Die Art und Weise, wie wir uns die Welt erklären, ist also immer auch abhängig davon, welche Medien wir zur Verfügung haben. Zwei weitere Beispiele: Der Übergang von der Manuskriptkultur zur Buchdruckkultur ist mit dem Aufstieg der wissenschaftlichen Erkenntnis in der Renaissance verbunden. Und der Übergang von der Schriftkultur zur audiovisuellen Kultur mit den elektronischen Medien am Anfang des 20. Jahrhunderts ermöglicht massenhafte zeitgleiche Erfahrung. Alle wissen im Grunde das gleiche, weil sie alle die gleichen TV-Programme sehen. Mit der Erfindung von Privat- und Kabelfernsehen beginnt sich auch das aber schon aufzulösen. Wie wir uns also die Welt erklären und was wir wissen, ist abhängig von den Medien, die wir dazu nutzen können.

Suspekte Schrift – schon bei Platon

Nun stecken wir mitten im Übergang von der analogen elektronischen Presse- und Fernsehwelt hin zur digital vernetzten Medienkultur des Internets. Welche Welterklärung legt das Internet als Multimedium, das alle Medien in sich birgt, also nahe?

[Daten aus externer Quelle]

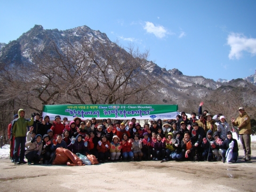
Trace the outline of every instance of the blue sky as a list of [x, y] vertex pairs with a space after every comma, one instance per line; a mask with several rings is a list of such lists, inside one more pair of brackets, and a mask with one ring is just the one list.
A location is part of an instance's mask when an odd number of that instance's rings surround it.
[[0, 42], [35, 25], [66, 30], [86, 25], [148, 60], [183, 75], [217, 81], [256, 70], [256, 1], [1, 1]]

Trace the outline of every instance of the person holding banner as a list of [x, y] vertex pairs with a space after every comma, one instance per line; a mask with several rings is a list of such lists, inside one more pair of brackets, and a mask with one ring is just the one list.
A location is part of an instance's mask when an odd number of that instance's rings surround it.
[[52, 130], [54, 138], [56, 138], [58, 135], [62, 134], [65, 127], [60, 122], [60, 116], [56, 115], [54, 119], [55, 121], [53, 121], [51, 129]]

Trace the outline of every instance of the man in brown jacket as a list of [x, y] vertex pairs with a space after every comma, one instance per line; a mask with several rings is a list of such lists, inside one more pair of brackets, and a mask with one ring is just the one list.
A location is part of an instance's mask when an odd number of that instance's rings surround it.
[[251, 160], [251, 122], [250, 117], [244, 111], [243, 107], [238, 109], [239, 116], [235, 120], [232, 117], [231, 122], [234, 126], [237, 126], [239, 130], [240, 140], [244, 150], [244, 157], [242, 159], [245, 161]]

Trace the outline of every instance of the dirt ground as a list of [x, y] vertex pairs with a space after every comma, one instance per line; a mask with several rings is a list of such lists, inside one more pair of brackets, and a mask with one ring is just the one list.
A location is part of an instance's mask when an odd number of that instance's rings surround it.
[[68, 166], [0, 159], [0, 191], [256, 191], [255, 157], [253, 148], [252, 161], [239, 156], [236, 163], [142, 161]]

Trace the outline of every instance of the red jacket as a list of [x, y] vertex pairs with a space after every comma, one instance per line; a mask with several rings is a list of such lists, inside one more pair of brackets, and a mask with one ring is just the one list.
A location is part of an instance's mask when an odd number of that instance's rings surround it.
[[[109, 149], [110, 148], [110, 143], [109, 142], [109, 141], [107, 140], [106, 142], [102, 142], [101, 143], [101, 145], [100, 146], [99, 143], [98, 143], [97, 145], [97, 149], [98, 149], [98, 152], [102, 152], [102, 153], [105, 153], [109, 151]], [[106, 148], [106, 145], [107, 145], [108, 146], [108, 148]]]
[[122, 151], [124, 152], [130, 152], [132, 151], [132, 142], [129, 142], [128, 140], [125, 141], [124, 145], [123, 145], [123, 142], [120, 142], [120, 145], [122, 146]]
[[53, 135], [54, 135], [54, 137], [59, 134], [61, 134], [63, 133], [63, 130], [64, 130], [64, 129], [65, 129], [65, 127], [64, 126], [64, 125], [62, 124], [62, 123], [60, 123], [59, 124], [57, 123], [55, 121], [53, 122], [53, 123], [52, 124], [52, 126], [51, 127], [51, 129], [52, 130], [52, 132], [53, 132]]

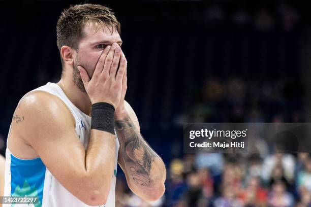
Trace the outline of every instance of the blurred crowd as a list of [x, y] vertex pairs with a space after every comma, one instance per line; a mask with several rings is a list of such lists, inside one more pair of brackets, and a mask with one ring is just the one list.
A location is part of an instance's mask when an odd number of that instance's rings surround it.
[[[59, 78], [55, 21], [67, 5], [55, 2], [13, 5], [23, 19], [5, 21], [0, 32], [3, 154], [19, 99]], [[166, 163], [166, 191], [159, 200], [144, 201], [119, 168], [115, 206], [311, 206], [310, 154], [273, 153], [269, 143], [259, 143], [254, 154], [184, 154], [180, 132], [186, 122], [305, 122], [307, 7], [303, 1], [147, 2], [109, 6], [122, 25], [127, 99]], [[4, 19], [12, 16], [12, 10], [1, 9]], [[41, 18], [38, 11], [44, 11]], [[21, 29], [16, 26], [20, 21]], [[16, 48], [24, 51], [20, 61]]]
[[168, 166], [166, 187], [161, 199], [147, 202], [119, 180], [116, 206], [309, 206], [311, 155], [184, 154]]

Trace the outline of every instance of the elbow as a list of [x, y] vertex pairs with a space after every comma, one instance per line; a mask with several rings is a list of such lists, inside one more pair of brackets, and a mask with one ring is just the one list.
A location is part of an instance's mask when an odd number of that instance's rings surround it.
[[109, 189], [99, 187], [84, 191], [81, 200], [87, 205], [98, 206], [104, 205], [107, 202]]
[[152, 191], [151, 193], [144, 198], [144, 199], [147, 201], [154, 201], [159, 200], [164, 194], [165, 192], [165, 186], [164, 184], [161, 185], [157, 189]]

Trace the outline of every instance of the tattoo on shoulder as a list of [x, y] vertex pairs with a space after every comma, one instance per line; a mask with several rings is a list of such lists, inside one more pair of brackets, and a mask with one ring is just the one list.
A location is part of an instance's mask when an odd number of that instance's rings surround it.
[[153, 185], [150, 177], [152, 163], [158, 155], [142, 138], [129, 117], [115, 121], [120, 153], [132, 181], [140, 187]]
[[13, 116], [13, 120], [15, 121], [17, 124], [19, 122], [21, 122], [24, 121], [24, 116], [20, 116], [17, 114], [14, 114]]

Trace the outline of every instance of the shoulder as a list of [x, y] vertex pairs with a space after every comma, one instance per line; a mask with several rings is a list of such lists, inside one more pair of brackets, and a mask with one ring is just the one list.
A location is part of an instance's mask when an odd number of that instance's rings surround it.
[[43, 128], [51, 124], [74, 125], [74, 119], [59, 98], [47, 92], [35, 91], [21, 99], [14, 112], [12, 123], [13, 128], [24, 128], [29, 131], [33, 128]]

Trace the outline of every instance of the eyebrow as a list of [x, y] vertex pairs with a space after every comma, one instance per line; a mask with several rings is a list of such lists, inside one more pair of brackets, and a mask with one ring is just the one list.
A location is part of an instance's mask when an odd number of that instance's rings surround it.
[[[121, 40], [120, 41], [118, 41], [116, 42], [117, 44], [121, 45], [122, 44], [122, 43], [123, 43], [123, 41], [122, 41]], [[95, 45], [97, 44], [100, 44], [100, 43], [104, 43], [107, 45], [112, 45], [112, 43], [113, 43], [113, 42], [111, 42], [111, 41], [98, 41], [98, 42], [95, 42], [94, 43], [91, 43], [91, 44], [92, 45]]]

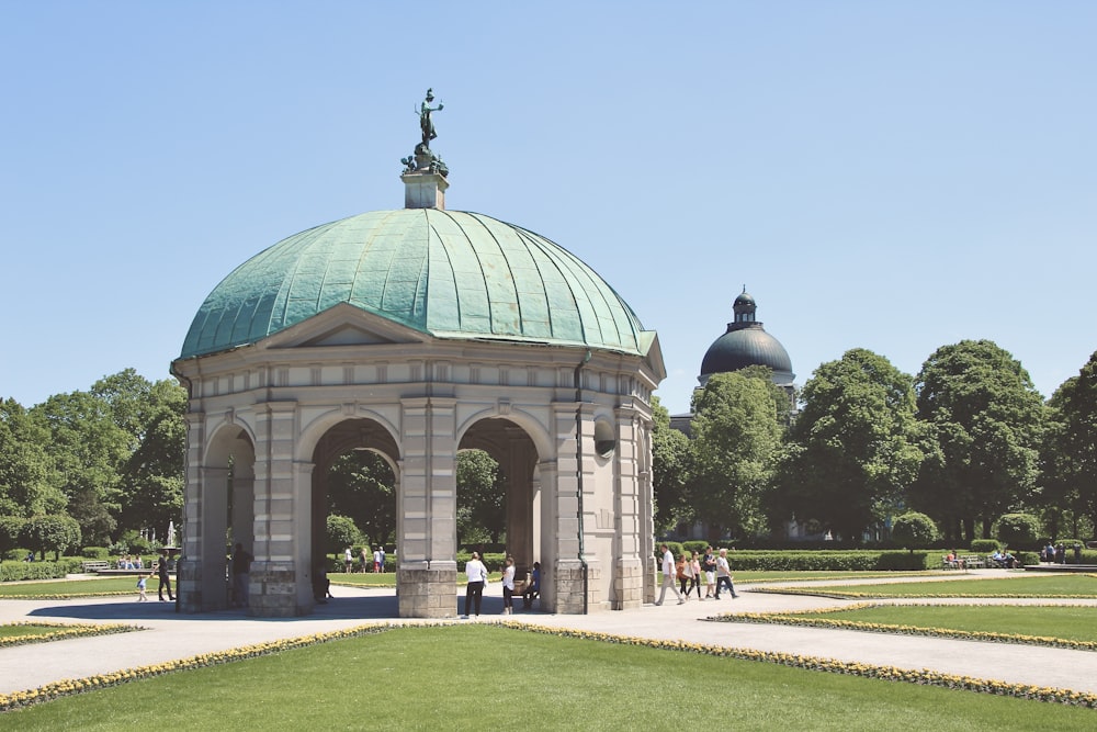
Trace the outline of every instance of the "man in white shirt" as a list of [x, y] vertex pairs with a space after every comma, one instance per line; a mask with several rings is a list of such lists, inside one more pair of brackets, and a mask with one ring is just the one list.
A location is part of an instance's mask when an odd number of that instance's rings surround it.
[[720, 588], [727, 585], [727, 592], [732, 594], [732, 599], [738, 597], [735, 594], [735, 585], [732, 584], [732, 567], [727, 564], [727, 550], [721, 549], [720, 556], [716, 558], [716, 599], [720, 599]]
[[670, 550], [666, 544], [659, 544], [659, 549], [663, 551], [663, 589], [659, 592], [659, 600], [656, 605], [663, 605], [663, 598], [667, 596], [667, 587], [670, 592], [675, 594], [678, 598], [678, 605], [683, 604], [686, 600], [682, 598], [681, 593], [675, 587], [675, 578], [677, 572], [675, 571], [675, 555], [670, 553]]

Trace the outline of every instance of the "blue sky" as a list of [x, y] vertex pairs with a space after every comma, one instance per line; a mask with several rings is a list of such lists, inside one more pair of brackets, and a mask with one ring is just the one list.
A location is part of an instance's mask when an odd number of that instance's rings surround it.
[[275, 241], [446, 206], [570, 249], [688, 408], [747, 286], [796, 383], [988, 338], [1044, 396], [1097, 350], [1097, 3], [0, 5], [0, 397], [168, 376]]

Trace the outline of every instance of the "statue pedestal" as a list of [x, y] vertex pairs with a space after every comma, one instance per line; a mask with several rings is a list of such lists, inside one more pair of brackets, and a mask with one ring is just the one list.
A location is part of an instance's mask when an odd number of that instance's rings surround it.
[[405, 209], [445, 210], [445, 189], [450, 184], [441, 173], [417, 170], [404, 173], [400, 180], [404, 181]]

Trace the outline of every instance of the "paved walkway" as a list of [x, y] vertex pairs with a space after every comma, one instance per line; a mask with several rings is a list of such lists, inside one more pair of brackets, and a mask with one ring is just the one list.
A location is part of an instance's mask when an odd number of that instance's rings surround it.
[[[966, 576], [973, 575], [1007, 576], [1002, 571], [994, 570], [976, 570]], [[942, 575], [940, 579], [948, 582], [963, 576], [965, 575], [948, 574]], [[916, 577], [907, 581], [924, 579], [925, 577]], [[880, 582], [884, 579], [841, 581], [840, 584]], [[834, 581], [788, 583], [790, 586], [819, 584], [839, 583]], [[841, 607], [850, 604], [849, 600], [821, 597], [753, 593], [749, 585], [739, 585], [736, 589], [739, 592], [739, 598], [734, 600], [725, 596], [719, 601], [699, 601], [694, 596], [694, 599], [685, 605], [674, 605], [671, 598], [661, 607], [648, 605], [635, 610], [596, 612], [588, 616], [554, 616], [522, 612], [519, 609], [511, 619], [543, 626], [794, 653], [909, 669], [931, 668], [976, 678], [1097, 694], [1097, 652], [844, 630], [704, 622], [705, 618], [721, 612], [766, 612]], [[397, 619], [396, 597], [391, 588], [362, 589], [337, 585], [332, 587], [332, 592], [337, 598], [327, 605], [317, 606], [314, 615], [306, 618], [281, 619], [249, 618], [242, 610], [177, 615], [174, 604], [157, 603], [156, 599], [147, 604], [135, 603], [132, 598], [113, 597], [0, 600], [0, 623], [19, 620], [124, 622], [148, 629], [139, 633], [81, 638], [3, 649], [0, 651], [0, 692], [30, 689], [63, 678], [81, 678], [264, 641], [353, 628], [367, 622], [386, 620], [421, 622]], [[500, 618], [498, 613], [502, 609], [500, 593], [499, 583], [494, 583], [489, 586], [484, 600], [485, 615], [478, 620], [454, 622], [498, 620]], [[152, 597], [156, 597], [155, 594]], [[457, 601], [460, 606], [463, 598], [459, 597]], [[1049, 603], [1049, 600], [1032, 601]], [[1097, 606], [1097, 600], [1063, 603]]]

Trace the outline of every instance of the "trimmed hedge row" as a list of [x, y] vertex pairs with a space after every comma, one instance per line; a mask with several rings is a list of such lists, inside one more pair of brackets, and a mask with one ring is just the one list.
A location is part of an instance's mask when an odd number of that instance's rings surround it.
[[0, 562], [0, 582], [19, 579], [64, 579], [80, 571], [80, 560], [61, 558], [59, 562]]

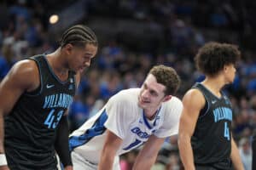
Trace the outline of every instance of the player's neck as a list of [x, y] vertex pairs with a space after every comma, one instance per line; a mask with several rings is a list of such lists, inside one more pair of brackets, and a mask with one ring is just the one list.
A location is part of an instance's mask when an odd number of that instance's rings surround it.
[[143, 111], [144, 111], [144, 114], [145, 114], [147, 119], [153, 120], [153, 119], [154, 119], [155, 116], [158, 113], [158, 109], [154, 109], [154, 110], [152, 108], [144, 109]]
[[61, 49], [58, 48], [54, 53], [48, 54], [47, 60], [55, 74], [59, 76], [61, 80], [66, 79], [68, 75], [68, 68], [65, 66], [66, 64], [63, 60], [61, 60]]
[[207, 77], [201, 83], [217, 96], [221, 95], [220, 91], [224, 86], [224, 82], [220, 78]]

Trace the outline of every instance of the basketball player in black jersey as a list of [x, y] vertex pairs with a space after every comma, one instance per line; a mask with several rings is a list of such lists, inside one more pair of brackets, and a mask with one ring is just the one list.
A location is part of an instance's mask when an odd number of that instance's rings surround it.
[[178, 148], [186, 170], [243, 169], [231, 134], [230, 101], [222, 92], [233, 82], [239, 58], [236, 46], [218, 42], [205, 44], [195, 58], [206, 79], [183, 99]]
[[66, 112], [96, 52], [95, 33], [76, 25], [54, 53], [13, 66], [0, 84], [0, 170], [56, 169], [55, 151], [73, 169]]

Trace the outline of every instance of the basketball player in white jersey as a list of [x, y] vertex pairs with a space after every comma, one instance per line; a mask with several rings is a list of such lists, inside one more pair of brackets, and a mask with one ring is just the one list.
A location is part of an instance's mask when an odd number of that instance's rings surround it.
[[141, 88], [122, 90], [70, 136], [74, 170], [119, 169], [119, 156], [143, 144], [134, 169], [150, 169], [165, 139], [177, 133], [183, 105], [172, 96], [180, 79], [153, 67]]

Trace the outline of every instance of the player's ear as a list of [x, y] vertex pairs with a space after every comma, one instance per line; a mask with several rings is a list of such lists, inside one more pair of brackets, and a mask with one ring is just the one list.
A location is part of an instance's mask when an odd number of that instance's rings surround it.
[[71, 43], [67, 43], [65, 45], [64, 50], [67, 54], [70, 54], [73, 48], [73, 46]]
[[164, 98], [163, 102], [168, 101], [168, 100], [171, 99], [172, 99], [172, 95], [166, 95], [166, 96]]

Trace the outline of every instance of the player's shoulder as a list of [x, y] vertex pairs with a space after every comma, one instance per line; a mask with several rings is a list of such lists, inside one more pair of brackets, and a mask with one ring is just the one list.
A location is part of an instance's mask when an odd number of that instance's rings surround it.
[[13, 71], [17, 73], [32, 73], [38, 70], [37, 64], [32, 60], [22, 60], [17, 61], [13, 66]]
[[169, 99], [167, 102], [166, 102], [168, 105], [173, 105], [173, 106], [182, 106], [183, 103], [181, 99], [176, 96], [172, 96], [171, 99]]
[[139, 88], [124, 89], [117, 93], [110, 99], [127, 104], [137, 100]]
[[183, 100], [188, 100], [190, 102], [203, 99], [204, 94], [201, 92], [201, 90], [198, 88], [191, 88], [186, 92], [186, 94], [183, 96]]

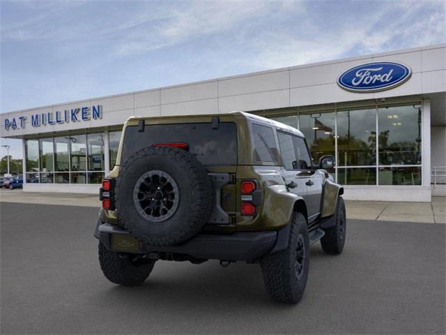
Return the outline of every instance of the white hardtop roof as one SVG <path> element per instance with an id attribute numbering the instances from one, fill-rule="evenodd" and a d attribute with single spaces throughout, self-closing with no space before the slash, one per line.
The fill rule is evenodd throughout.
<path id="1" fill-rule="evenodd" d="M 300 136 L 302 137 L 305 137 L 304 134 L 300 131 L 296 129 L 295 128 L 291 127 L 291 126 L 288 126 L 287 124 L 282 124 L 282 122 L 279 122 L 278 121 L 275 121 L 272 119 L 267 119 L 266 117 L 260 117 L 254 114 L 247 113 L 246 112 L 233 111 L 233 112 L 231 112 L 230 114 L 233 114 L 233 113 L 240 114 L 248 119 L 252 119 L 257 120 L 261 122 L 265 122 L 266 124 L 270 124 L 280 131 L 283 131 L 287 133 L 291 133 L 292 134 L 297 135 L 298 136 Z"/>

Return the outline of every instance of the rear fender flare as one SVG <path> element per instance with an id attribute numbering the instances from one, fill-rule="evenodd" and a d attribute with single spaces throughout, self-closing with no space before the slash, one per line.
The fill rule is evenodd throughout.
<path id="1" fill-rule="evenodd" d="M 325 179 L 323 185 L 322 209 L 321 218 L 328 218 L 334 215 L 337 198 L 344 194 L 344 188 L 329 179 Z"/>
<path id="2" fill-rule="evenodd" d="M 262 223 L 270 229 L 285 227 L 289 223 L 296 202 L 303 198 L 288 191 L 285 185 L 271 185 L 266 188 L 262 211 Z"/>

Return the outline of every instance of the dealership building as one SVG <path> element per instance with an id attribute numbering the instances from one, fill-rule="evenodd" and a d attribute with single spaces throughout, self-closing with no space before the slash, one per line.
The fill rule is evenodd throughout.
<path id="1" fill-rule="evenodd" d="M 446 195 L 446 45 L 305 64 L 0 114 L 23 141 L 24 190 L 96 193 L 130 117 L 234 110 L 299 128 L 346 199 Z"/>

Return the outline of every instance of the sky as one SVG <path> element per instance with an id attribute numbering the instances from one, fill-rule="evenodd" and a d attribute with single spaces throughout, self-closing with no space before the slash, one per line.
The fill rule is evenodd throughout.
<path id="1" fill-rule="evenodd" d="M 446 42 L 446 0 L 1 0 L 0 11 L 0 112 Z M 22 156 L 20 140 L 5 144 Z"/>

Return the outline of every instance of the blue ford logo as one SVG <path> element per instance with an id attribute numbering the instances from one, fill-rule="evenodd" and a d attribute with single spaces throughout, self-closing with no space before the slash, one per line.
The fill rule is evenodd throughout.
<path id="1" fill-rule="evenodd" d="M 347 70 L 337 79 L 337 84 L 353 92 L 376 92 L 400 85 L 411 75 L 410 68 L 401 63 L 378 61 Z"/>

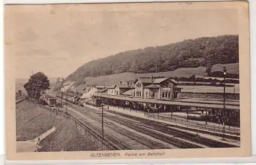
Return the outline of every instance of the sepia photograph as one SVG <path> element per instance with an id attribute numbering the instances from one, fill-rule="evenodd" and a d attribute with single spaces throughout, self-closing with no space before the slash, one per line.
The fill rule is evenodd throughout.
<path id="1" fill-rule="evenodd" d="M 7 150 L 249 156 L 247 5 L 5 5 Z"/>

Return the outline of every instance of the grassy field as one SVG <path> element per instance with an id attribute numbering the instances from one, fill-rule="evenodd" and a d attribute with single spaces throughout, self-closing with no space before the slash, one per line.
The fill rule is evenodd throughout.
<path id="1" fill-rule="evenodd" d="M 16 141 L 33 139 L 52 127 L 57 129 L 43 140 L 38 151 L 98 150 L 92 142 L 81 135 L 72 123 L 37 105 L 25 101 L 16 106 Z"/>

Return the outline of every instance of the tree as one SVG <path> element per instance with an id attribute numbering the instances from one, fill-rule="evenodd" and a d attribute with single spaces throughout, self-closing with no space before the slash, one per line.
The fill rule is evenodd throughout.
<path id="1" fill-rule="evenodd" d="M 48 78 L 41 72 L 32 75 L 24 86 L 28 97 L 34 98 L 35 101 L 39 100 L 41 92 L 50 89 L 50 86 Z"/>
<path id="2" fill-rule="evenodd" d="M 189 81 L 196 83 L 196 75 L 193 75 L 189 78 Z"/>

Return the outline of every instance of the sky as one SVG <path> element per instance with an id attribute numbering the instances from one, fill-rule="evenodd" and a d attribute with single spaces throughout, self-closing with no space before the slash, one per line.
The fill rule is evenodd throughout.
<path id="1" fill-rule="evenodd" d="M 238 34 L 236 10 L 90 11 L 83 5 L 6 6 L 5 44 L 15 57 L 16 78 L 28 78 L 32 70 L 67 77 L 121 51 Z"/>

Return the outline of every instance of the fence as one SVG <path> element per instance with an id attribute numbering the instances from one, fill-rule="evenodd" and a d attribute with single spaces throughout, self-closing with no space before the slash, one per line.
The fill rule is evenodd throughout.
<path id="1" fill-rule="evenodd" d="M 166 121 L 170 121 L 172 122 L 175 122 L 176 123 L 184 124 L 186 125 L 188 125 L 191 127 L 201 128 L 205 130 L 211 130 L 217 132 L 222 132 L 223 131 L 223 128 L 222 126 L 220 126 L 220 125 L 207 125 L 207 124 L 203 124 L 201 123 L 199 123 L 196 122 L 191 121 L 189 120 L 184 120 L 181 119 L 177 119 L 175 118 L 170 118 L 168 117 L 165 117 L 159 115 L 156 115 L 154 114 L 150 114 L 148 116 L 147 113 L 145 112 L 144 114 L 144 116 L 148 117 L 150 118 L 154 118 L 154 119 L 158 119 L 159 120 L 162 120 Z M 230 128 L 230 126 L 226 126 L 225 128 L 225 132 L 226 133 L 228 133 L 230 134 L 240 134 L 240 130 L 238 129 L 235 129 Z"/>
<path id="2" fill-rule="evenodd" d="M 43 106 L 41 105 L 37 104 L 41 107 L 44 108 L 46 109 L 51 110 L 49 107 Z M 55 115 L 58 116 L 62 116 L 66 120 L 71 121 L 73 124 L 75 125 L 76 128 L 78 129 L 79 132 L 87 136 L 91 141 L 94 142 L 98 146 L 102 147 L 102 150 L 121 150 L 121 149 L 116 146 L 115 144 L 104 138 L 102 139 L 102 136 L 101 134 L 98 133 L 95 130 L 91 128 L 89 126 L 87 125 L 82 121 L 76 118 L 75 117 L 63 113 L 64 111 L 57 109 L 51 109 L 53 114 L 55 114 Z"/>

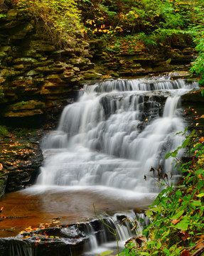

Es gibt einen Zusammenhang zwischen der heutigen Unübersichtlichkeit der Medien und der heutigen Unübersichtlichkeit der Welt. Worin liegt diese aktuelle Unübersichtlichkeit der Medien des Internetzeitalters begründet? Nun, schon die Schrift kann einem suspekt vorkommen. Platon etwa formuliert in seiner Schriftkritik den Gedanken, dass die Schrift das Gedächtnis schwäche und Weisheit gar nicht schriftlich zu vermitteln sei. Die Druckerpresse mit beweglichen Lettern führte zum Kontrollverlust über das, was veröffentlicht wurde. Kirche und Staat reagierten mit einem ausgefeilten Zensurwesen. Medien als solche – in ihrem jeweiligen Potenzial – sind also beteiligt an Veränderung, Revolution, Machterhalt, Bildung, und Herrschaft. Und im Zeitalter des Internets wird uns schließlich bewusst, dass nicht nur Medien wie das Fernsehen oder die Boulevard-Zeitung unser Bild von der Wirklichkeit verändern (das wissen wir schon ziemlich lange), sondern Medien überhaupt sich einmischen, wenn Menschen sich die Welt erklären wollen.